Die ersten Gartenzwerge stammen aus der zweiten Hälfte des 19. Jhs. Die Serienproduktion begann 1872 im thüringischen Gräfenroda. Thüringer Zwerge zum ersten Mal auf der Leipziger Messe angeboten. Einen literarischen Beleg finden wir bei Goethes "Hermann und Dorothea". Ein Gärtner klagt dort nämlich, dass junge Leute keinen Sinn mehr für Gartenzwerge haben.
Der sympathische Gartenzwerg kennt seit eh und je unedlich viele Liebhaber. Die bleiben den Kleinwüchsigen treu und fleißig warten auf neue Designs der Gartenfiguren. Ursprünglich sollten die Gartenzwerge das Zuhause vor dem Bösen schützen sowie den Wohlstand sichern. Der dekorative Aspekt war also zuerst nur zweitrangig. Am Wichtigsten waren hier Schutz und Sicherheit der Bewohner. Die heutigen Gartenzwerge dienen vor allem dazu, das Haus und dessen Umgebung zu verschönern. Aber wer weiss, ob die magischen Kräfte unserer kleinen Freunde auch nicht heute Wunder wirken können?

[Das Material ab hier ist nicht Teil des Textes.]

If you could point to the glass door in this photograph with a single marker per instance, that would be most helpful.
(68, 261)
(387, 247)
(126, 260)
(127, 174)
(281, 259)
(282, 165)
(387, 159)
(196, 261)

Die Möglichkeiten, den Garten mit den Gartenzwergen zu dekorieren, sind dabei nahezu grenzenlos. Die Designs der Gartenzwerge, die man im Fachhandel findet, bieten eine Vielzahl von Größen, Formen und Gestalten. Zu finden sind sowohl klassische Darstellungen, als auch solche, die mit Witz und Humor überzeugen wollen.